Durvalumab plus chemotherapy and bevacizumab, followed by maintenance durvalumab, bevacizumab and olaparib, in newly diagnosed advanced ovarian cancer patients
The phase III DUO-O trial evaluates paclitaxel/carboplatin plus bevacizumab and durvalumab, followed by maintenance bevacizumab, durvalumab and olaparib in patients with non-BRCA-mutated ovarian cancer in the first-line setting. This regimen resulted in a statistically significant and clinically meaningful improvement in progression-free survival as compared to standard-of-care, with a safety profile that is generally consistent with the known profiles of each agent.
Maintenance therapy with olaparib with or without bevacizumab has improved outcomes in the first-line treatment of advanced ovarian cancer (OC). Unfortunately however, unmet needs remain, especially in some non-BRCA mutated patient subgroups. To date, phase III trials investigating the addition of immuno-oncology agents to standard-of-care in the newly diagnosed advanced OC setting have yet to demonstrate clinical benefit. The phase III DUO-O study evaluates paclitaxel/carboplatin plus bevacizumab plus durvalumab, followed by maintenance therapy with bevacizumab, durvalumab and olaparib in patients with newly diagnosed non-BRCA mutated advanced OC. At ASCO 2023, results of the preplanned interim PFS analysis from the DUO-O study were presented.
Study design
DUO-O is an international, phase III, randomised clinical trial among 1,130 newly diagnosed patients with stage III or IV high-grade epithelial ovarian tumours that did not have BRCA mutations and were either homologous recombination deficiency (HRD)-positive or negative. Patients could not have received prior systemic therapy for OC but had completed primary surgery or plan to have interval debulking surgery. During the run-in phase, patients received one cycle of chemotherapy. Patients were randomised (1:1:1) before cycle 2 to one of three arms: arm 1) chemotherapy + bevacizumab + placebo (for 6 cycles) followed by bevacizumab (15 mg/kg [total 15 months]) + placebo maintenance treatment (IV and tablets, standard-of-care arm); arm 2) chemotherapy + bevacizumab + durvalumab (6 cycles) followed by bevacizumab + durvalumab (1,120 mg Q3W [total 15 months]) + placebo (tablets) maintenance treatment; or arm 3) chemotherapy + bevacizumab + durvalumab (6 cycles) followed by bevacizumab + durvalumab + olaparib (300 mg twice a day tablets [24 months]) maintenance treatment. Treatment was continued until disease progression, study treatment was complete or other discontinuation criteria were met. Primary endpoint was progression-free survival (PFS) in arm 3 vs. arm 1 in both non-BRCA mutated HRD-positive patients and in the intention-to-treat (ITT) population.
Results
Across all arms, roughly 90% of patients completed all planned cycles of chemotherapy. At the interim analysis, there was no significant difference in PFS between the standard-of-care (SOC) arm and the durvalumab arm. However, PFS increased in patients receiving durvalumab plus olaparib, as compared to the SOC arm. For the HRD-positive patients, PFS increased from 23.0 months for those in the SOC arm to 37.3 months for those receiving durvalumab plus olaparib (HR[95%CI]: 0.49[0.34-0.69], p< 0.0001). For patients in the ITT population, PFS was 24.2 months in the olaparib arm vs. 19.3 months for those in the SOC arm (HR[95%CI]: 0.63[0.52-0.76], p< 0.0001). A numerical, although not statistically significant, improvement in PFS was observed in arm 2 vs. arm 1 (HR[95%CI]: 0.87[0.73-1.04], p= 0.13). The PFS benefit was observed across subgroups, including those patients with HRD-negative disease (HR[95%CI]: 0.68[0.54-0.86]).

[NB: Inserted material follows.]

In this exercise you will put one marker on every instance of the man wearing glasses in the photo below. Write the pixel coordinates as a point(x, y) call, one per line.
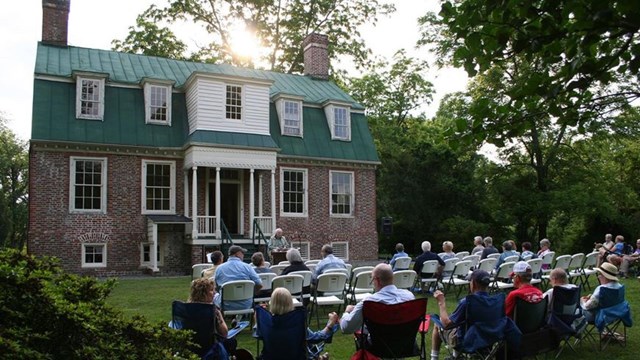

Safety was generally consistent with the known profiles of each individual agent. Serious adverse events were reported in 34% of patients in the SOC arm, 43% in the durvalumab arm and 39% in the olaparib arm. The rate of myelodysplastic syndromes and acute myeloid leukaemia was very low across all three arms.
Conclusion
DUO-O met its primary endpoint at the planned PFS interim analysis, demonstrating statistically significant and clinically meaningful improvement in PFS with first-line chemotherapy plus bevacizumab and durvalumab, followed by maintenance bevacizumab, durvalumab and olaparib compared with standard-of-care in patients with non-BRCA mutated advanced OC.
Reference
Harter P, et al. Durvalumab with paclitaxel/carboplatin (PC) and bevacizumab (bev), followed by maintenance durvalumab, bev, and olaparib in patients (pts) with newly diagnosed advanced ovarian cancer (AOC) without a tumor BRCA1/2 mutation (non-tBRCAm): Results from the randomized, placebo (pbo)-controlled phase III DUO-O trial. Presented at ASCO 2023; Abstract LBA5506.